Single-Sided Liquidity

Adding single-sided liquidity is a powerful DeFi technique that many users overlook or don’t fully understand. Unlike the standard 50:50 setup (where you must deposit equal value of both tokens), single-sided liquidity lets you concentrate your liquidity entirely on one side of the pair, giving you more control over how your assets are used.
Think of it like setting a limit order on a traditional exchange: you’re choosing a price range where you’re willing to trade one asset for another. Outside of that range, you simply hold your chosen asset. It’s a bit like saying, "Will sell my USDC for ES only if ES drops to my target price range." This approach can be more capital-efficient and strategic, but it requires careful planning.
Quick tutorial step by step
- Make sure you’re in "Range" mode and have AutoSwap set to "Basic", just like in the screenshot below.

- Take a look at the Current Price value, which is shown on the chart as a vertical yellow line. We’ll be setting up single-sided liquidity relative to this value. The Current Price for the ES token is currently set at 0.6 USDC.

- The default range is distributed symmetrically around the Current Price. In this setup, you get a 50:50 ratio, which means you need to add equal value of both tokens. To provide single-sided liquidity, the "MIN" and "MAX" indicators must be positioned to the left of the line marking the Current Price.

- As you can see in the screenshot below, I’ve set the price range around $0.49–$0.57. How will my position behave now and after the ES token launch? Let's break it down.

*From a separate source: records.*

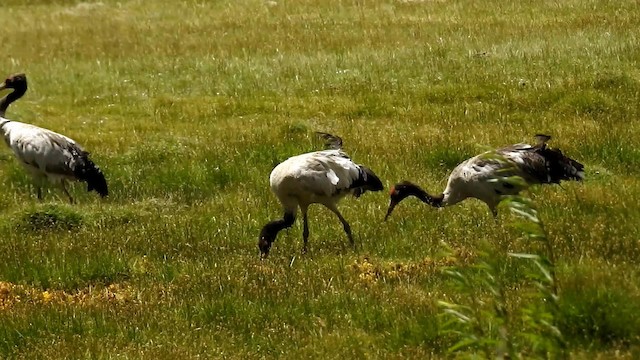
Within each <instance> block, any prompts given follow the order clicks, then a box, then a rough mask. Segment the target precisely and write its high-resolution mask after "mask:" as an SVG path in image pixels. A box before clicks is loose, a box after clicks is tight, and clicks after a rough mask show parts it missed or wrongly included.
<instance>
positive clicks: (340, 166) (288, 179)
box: [269, 150, 362, 213]
mask: <svg viewBox="0 0 640 360" xmlns="http://www.w3.org/2000/svg"><path fill="white" fill-rule="evenodd" d="M361 172H362V169H361V167H360V165H358V164H356V163H354V162H353V161H351V159H350V158H349V156H348V155H347V154H345V153H344V152H342V151H341V150H324V151H316V152H311V153H306V154H302V155H298V156H293V157H291V158H289V159H287V160H285V161H283V162H282V163H280V164H279V165H278V166H276V167H275V168H274V169H273V171H272V172H271V176H270V177H269V183H270V185H271V191H272V192H273V193H274V194H275V195H276V196H277V197H278V199H279V200H280V202H281V203H282V206H283V207H284V210H285V212H294V213H295V212H296V210H297V207H298V206H300V207H301V208H302V211H303V212H306V207H308V206H309V205H310V204H314V203H318V204H323V205H325V206H327V207H329V208H330V209H331V208H333V207H335V204H337V203H338V201H339V200H340V199H341V198H343V197H344V196H345V195H347V194H349V193H351V192H353V191H354V190H355V189H351V188H350V186H351V185H352V184H353V183H354V182H355V181H356V180H358V179H359V178H360V177H361Z"/></svg>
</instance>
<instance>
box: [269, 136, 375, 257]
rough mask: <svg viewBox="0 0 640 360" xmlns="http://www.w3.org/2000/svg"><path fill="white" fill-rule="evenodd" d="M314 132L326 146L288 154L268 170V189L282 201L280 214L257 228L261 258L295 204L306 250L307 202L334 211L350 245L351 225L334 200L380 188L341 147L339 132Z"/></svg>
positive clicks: (361, 166)
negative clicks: (269, 175)
mask: <svg viewBox="0 0 640 360" xmlns="http://www.w3.org/2000/svg"><path fill="white" fill-rule="evenodd" d="M318 135H320V136H321V137H323V138H324V139H325V140H327V143H326V147H327V148H329V149H327V150H322V151H314V152H310V153H305V154H302V155H297V156H293V157H290V158H289V159H287V160H285V161H283V162H282V163H280V164H279V165H277V166H276V167H275V168H274V169H273V171H272V172H271V175H270V177H269V183H270V186H271V191H272V192H273V193H274V194H275V195H276V197H277V198H278V200H279V201H280V203H281V204H282V207H283V210H284V216H283V218H282V219H278V220H273V221H270V222H268V223H267V224H266V225H264V227H263V228H262V230H261V231H260V236H259V239H258V247H259V248H260V253H261V258H265V257H267V255H268V254H269V250H270V249H271V245H272V243H273V242H274V241H275V240H276V237H277V236H278V233H279V232H280V231H281V230H283V229H286V228H289V227H291V226H292V225H293V223H294V222H295V219H296V213H297V212H298V207H299V208H300V210H301V212H302V220H303V232H302V239H303V241H304V247H303V252H306V250H307V242H308V239H309V224H308V216H307V211H308V209H309V205H311V204H322V205H324V206H325V207H326V208H328V209H329V210H331V211H332V212H333V213H334V214H336V216H337V217H338V219H340V222H341V223H342V225H343V228H344V231H345V233H346V234H347V237H348V238H349V242H350V243H351V244H352V245H353V243H354V242H353V236H352V234H351V226H350V225H349V223H348V222H347V220H345V218H344V217H343V216H342V214H341V213H340V211H339V210H338V207H337V204H338V202H339V201H340V199H342V198H343V197H345V196H346V195H348V194H353V195H354V196H355V197H360V196H361V195H362V194H364V193H365V192H366V191H381V190H382V189H383V188H384V187H383V185H382V182H381V181H380V179H379V178H378V177H377V176H376V175H375V174H374V173H373V171H371V169H369V168H367V167H365V166H363V165H359V164H356V163H355V162H353V161H352V160H351V159H350V158H349V156H348V155H347V154H346V153H345V152H343V151H342V149H341V148H342V139H341V138H340V137H339V136H334V135H331V134H327V133H318Z"/></svg>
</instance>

Currently – The position will remain inactive because trading for ES hasn’t started yet.
After TGE (starting price $0.6) – Trading for the ES token has started, but its price is outside my price range. The position remains inactive.
After TGE (price drop to $0.56) – The position becomes active because the market price of ES has entered my price range. Part of the USDC I previously added to the position gets swapped for ES tokens. Current position ratio: USDC 85:15 ES.
After TGE (price drop to $0.53) – The position is active, and the ES price is now exactly in the middle of my price range. More of the USDC I added earlier gets swapped for ES tokens. Current position ratio: USDC 50:50 ES.
After TGE (price drop to $0.48) – The position is inactive because the ES price is now below my price range. All of the USDC I added earlier has been swapped for ES tokens. Current position ratio: USDC 0:100 ES.
What happens if the ES price starts going back up? The same process, just in reverse: if the price moves above my price range, the position will shift back to 100% USDC, just as it was when it was originally added. Meanwhile, I will be earning a significant amount of fees, especially when the price is volatile, as well as Invariant Points thanks to adding single-sided liquidity ahead of other users.